The Reserve Bank of India (RBI) on Tuesday cut its key lending rate by a quarter of a percentage point in an attempt to prop up growth in the slowing economy, drawing comfort from wholesale price inflation staying under 7%.
The apex bank kept the cash reserve ratio (CRR) unchanged.
RBI lowered the repo rate, at which it lends short-term funds to banks, to 7.5%. CRR, the portion of deposits banks need to park with the RBI on a fortnightly basis, is currently pegged at 4%. The repo rate cut had been widely expected—22 of 24 market participants polled on Monday predicted a 25 bps repo rate cut.
The central bank last cut rates in January, when it reduced the repo rate and CRR by 0.25 percentage point each.

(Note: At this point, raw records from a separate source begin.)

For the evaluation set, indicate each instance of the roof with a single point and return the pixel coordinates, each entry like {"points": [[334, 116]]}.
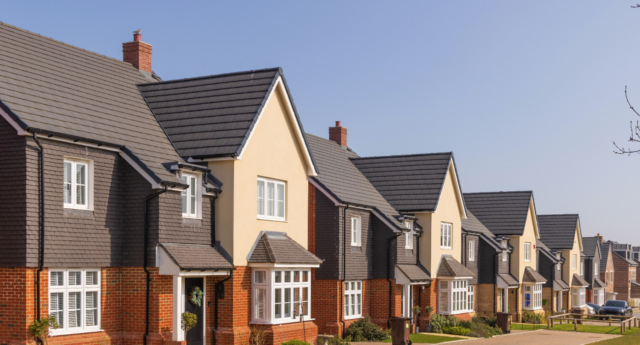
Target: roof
{"points": [[408, 182], [415, 273], [51, 87], [578, 281], [197, 257], [558, 231], [504, 213], [338, 176], [214, 116], [532, 276], [278, 248], [450, 267]]}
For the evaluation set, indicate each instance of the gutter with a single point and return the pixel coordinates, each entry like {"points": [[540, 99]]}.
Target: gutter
{"points": [[146, 254]]}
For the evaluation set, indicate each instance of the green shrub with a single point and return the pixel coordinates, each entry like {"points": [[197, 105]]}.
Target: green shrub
{"points": [[295, 342], [456, 331], [365, 330], [439, 322]]}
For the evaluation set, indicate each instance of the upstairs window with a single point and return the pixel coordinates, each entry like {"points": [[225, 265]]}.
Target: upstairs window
{"points": [[76, 186], [356, 231], [271, 199], [445, 235]]}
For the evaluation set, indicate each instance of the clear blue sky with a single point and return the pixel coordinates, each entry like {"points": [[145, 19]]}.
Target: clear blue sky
{"points": [[527, 94]]}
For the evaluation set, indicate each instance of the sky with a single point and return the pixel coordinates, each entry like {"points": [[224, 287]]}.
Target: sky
{"points": [[528, 95]]}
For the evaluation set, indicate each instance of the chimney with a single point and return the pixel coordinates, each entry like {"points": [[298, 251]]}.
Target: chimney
{"points": [[137, 53], [338, 134]]}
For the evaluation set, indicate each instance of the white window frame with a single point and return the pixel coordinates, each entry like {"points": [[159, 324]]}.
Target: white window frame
{"points": [[283, 287], [356, 231], [73, 185], [408, 237], [580, 293], [455, 294], [535, 298], [83, 288], [352, 299], [192, 194], [446, 235], [279, 206]]}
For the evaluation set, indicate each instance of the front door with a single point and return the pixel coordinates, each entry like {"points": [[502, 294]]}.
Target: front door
{"points": [[194, 336]]}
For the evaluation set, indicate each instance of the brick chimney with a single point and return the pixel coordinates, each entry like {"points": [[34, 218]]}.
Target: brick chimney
{"points": [[137, 53], [338, 134]]}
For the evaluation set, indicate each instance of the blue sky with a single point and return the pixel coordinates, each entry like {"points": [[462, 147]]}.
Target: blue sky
{"points": [[528, 95]]}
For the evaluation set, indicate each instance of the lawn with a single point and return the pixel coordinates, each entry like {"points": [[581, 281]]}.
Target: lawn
{"points": [[427, 339]]}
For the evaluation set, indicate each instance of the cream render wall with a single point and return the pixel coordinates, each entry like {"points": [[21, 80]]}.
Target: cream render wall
{"points": [[450, 210], [275, 152]]}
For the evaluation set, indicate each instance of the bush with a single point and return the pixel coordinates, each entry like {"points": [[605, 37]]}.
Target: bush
{"points": [[456, 331], [295, 342], [439, 322], [365, 330]]}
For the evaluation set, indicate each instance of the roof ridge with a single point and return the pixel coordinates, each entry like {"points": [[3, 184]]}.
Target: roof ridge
{"points": [[212, 76], [61, 42]]}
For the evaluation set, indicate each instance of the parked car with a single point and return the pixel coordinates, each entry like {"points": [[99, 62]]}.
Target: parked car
{"points": [[614, 307]]}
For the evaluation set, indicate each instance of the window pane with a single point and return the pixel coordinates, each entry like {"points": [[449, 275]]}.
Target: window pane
{"points": [[261, 198], [281, 200], [270, 199]]}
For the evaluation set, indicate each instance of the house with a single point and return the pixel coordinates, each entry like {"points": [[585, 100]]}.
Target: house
{"points": [[625, 284], [550, 266], [426, 187], [593, 255], [369, 249], [561, 232], [512, 216], [129, 200]]}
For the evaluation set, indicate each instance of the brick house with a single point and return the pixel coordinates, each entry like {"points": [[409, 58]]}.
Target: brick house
{"points": [[550, 266], [512, 216], [561, 233], [625, 284], [130, 200], [592, 260]]}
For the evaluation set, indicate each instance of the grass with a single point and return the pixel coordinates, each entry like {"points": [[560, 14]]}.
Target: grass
{"points": [[428, 339]]}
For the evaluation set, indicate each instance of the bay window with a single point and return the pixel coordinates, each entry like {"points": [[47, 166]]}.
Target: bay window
{"points": [[271, 199], [352, 299], [281, 295], [74, 300], [532, 296]]}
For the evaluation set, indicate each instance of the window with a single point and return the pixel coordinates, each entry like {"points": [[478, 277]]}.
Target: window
{"points": [[76, 186], [454, 297], [271, 199], [190, 196], [445, 235], [281, 295], [578, 297], [356, 231], [352, 299], [74, 300], [408, 237], [532, 297]]}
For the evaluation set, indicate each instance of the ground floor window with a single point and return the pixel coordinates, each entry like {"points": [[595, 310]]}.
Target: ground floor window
{"points": [[353, 299], [454, 297], [578, 297], [532, 296], [281, 295], [74, 300]]}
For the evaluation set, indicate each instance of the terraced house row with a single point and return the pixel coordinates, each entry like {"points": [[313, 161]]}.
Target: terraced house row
{"points": [[127, 200]]}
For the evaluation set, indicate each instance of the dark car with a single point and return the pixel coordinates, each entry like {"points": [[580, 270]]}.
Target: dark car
{"points": [[616, 308]]}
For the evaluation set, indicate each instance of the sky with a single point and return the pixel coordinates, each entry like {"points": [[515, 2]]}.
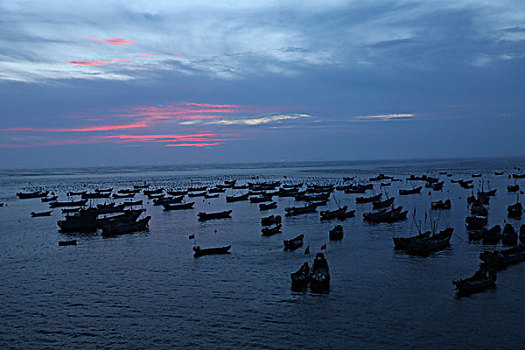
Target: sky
{"points": [[160, 82]]}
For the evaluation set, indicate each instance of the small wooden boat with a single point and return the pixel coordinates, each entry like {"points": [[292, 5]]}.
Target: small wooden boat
{"points": [[491, 236], [481, 280], [476, 222], [93, 195], [320, 274], [177, 192], [124, 228], [49, 199], [301, 277], [509, 236], [293, 211], [242, 197], [42, 213], [132, 203], [294, 243], [217, 215], [66, 243], [402, 243], [440, 205], [411, 191], [369, 199], [197, 189], [57, 204], [336, 234], [270, 231], [155, 191], [120, 196], [198, 251], [260, 199], [271, 220], [28, 195], [178, 206], [268, 206], [383, 204], [333, 214], [515, 211]]}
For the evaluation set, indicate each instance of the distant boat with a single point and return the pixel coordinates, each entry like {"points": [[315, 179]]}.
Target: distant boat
{"points": [[481, 280], [181, 206], [42, 213], [198, 251], [336, 234], [217, 215], [294, 243], [36, 194]]}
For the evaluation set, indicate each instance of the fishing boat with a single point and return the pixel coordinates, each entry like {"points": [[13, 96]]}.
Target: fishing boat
{"points": [[268, 206], [270, 231], [28, 195], [49, 199], [124, 228], [515, 211], [369, 199], [242, 197], [491, 236], [432, 244], [383, 204], [386, 215], [271, 220], [410, 191], [41, 213], [336, 234], [66, 243], [402, 243], [198, 251], [300, 277], [93, 195], [440, 205], [320, 274], [217, 215], [333, 214], [476, 222], [260, 199], [294, 243], [480, 281], [509, 236], [120, 196], [197, 194], [155, 191], [177, 192], [132, 203], [217, 190], [293, 211], [178, 206], [57, 204]]}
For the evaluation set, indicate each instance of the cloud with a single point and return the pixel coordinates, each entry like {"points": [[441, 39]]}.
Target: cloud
{"points": [[112, 41], [384, 117], [90, 63], [249, 121]]}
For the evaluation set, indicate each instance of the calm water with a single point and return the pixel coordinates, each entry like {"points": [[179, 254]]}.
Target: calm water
{"points": [[146, 290]]}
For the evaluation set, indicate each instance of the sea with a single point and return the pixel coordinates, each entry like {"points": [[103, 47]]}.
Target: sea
{"points": [[145, 290]]}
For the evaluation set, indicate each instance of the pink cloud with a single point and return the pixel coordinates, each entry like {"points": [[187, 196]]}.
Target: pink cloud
{"points": [[206, 145], [90, 63], [112, 41]]}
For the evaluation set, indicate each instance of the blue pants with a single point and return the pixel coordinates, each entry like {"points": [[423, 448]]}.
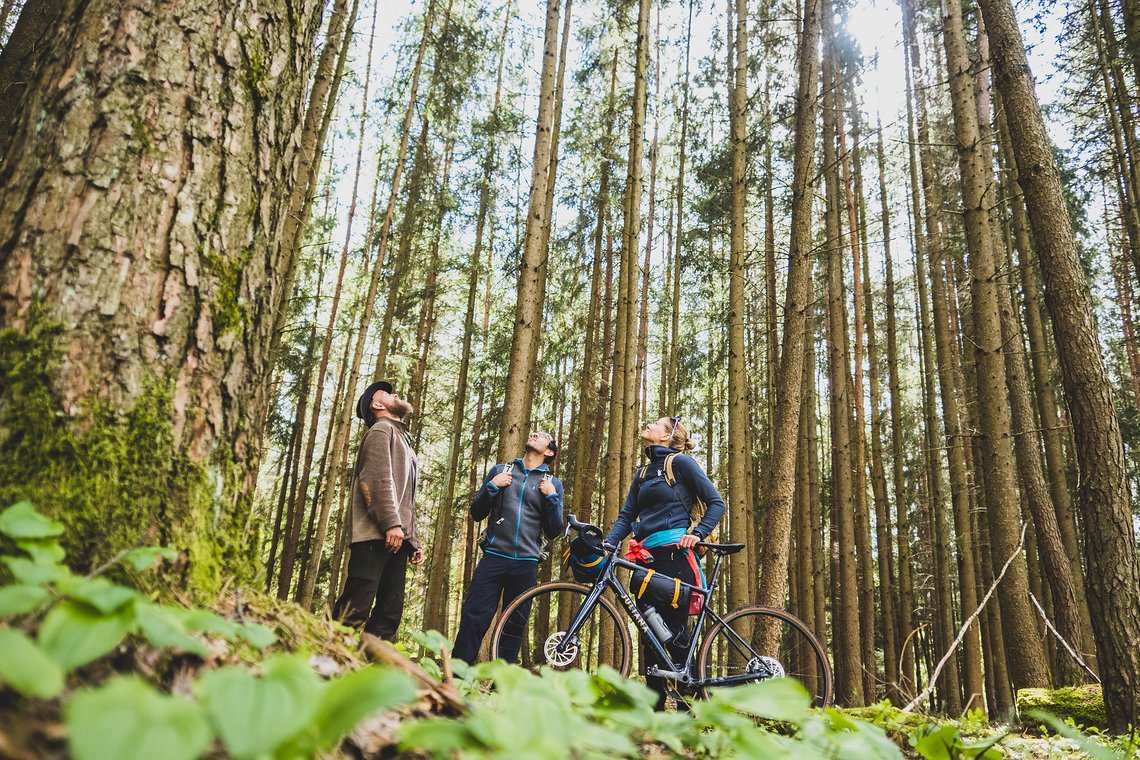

RBI has been cautious in lowering rates as it fights inflation in Asia’s third largest economy. Inflation based on wholesale prices has fallen below 7% in recent months after staying above that level throughout the past year. After easing to 6.62% in January, inflation inched up to 6.84% in February.
But core inflation, or non-food, non-oil manufacturing inflation eased significantly to 3.79% in February from 4.12% in January, giving room for RBI to cut rates, economists said.
The rate cut is aimed at boosting the sagging economy, which is expected to grow at 5% in the current fiscal, the slowest pace in a decade. Economic growth slowed to 4.5% in the December quarter from 5.3% in the preceding quarter.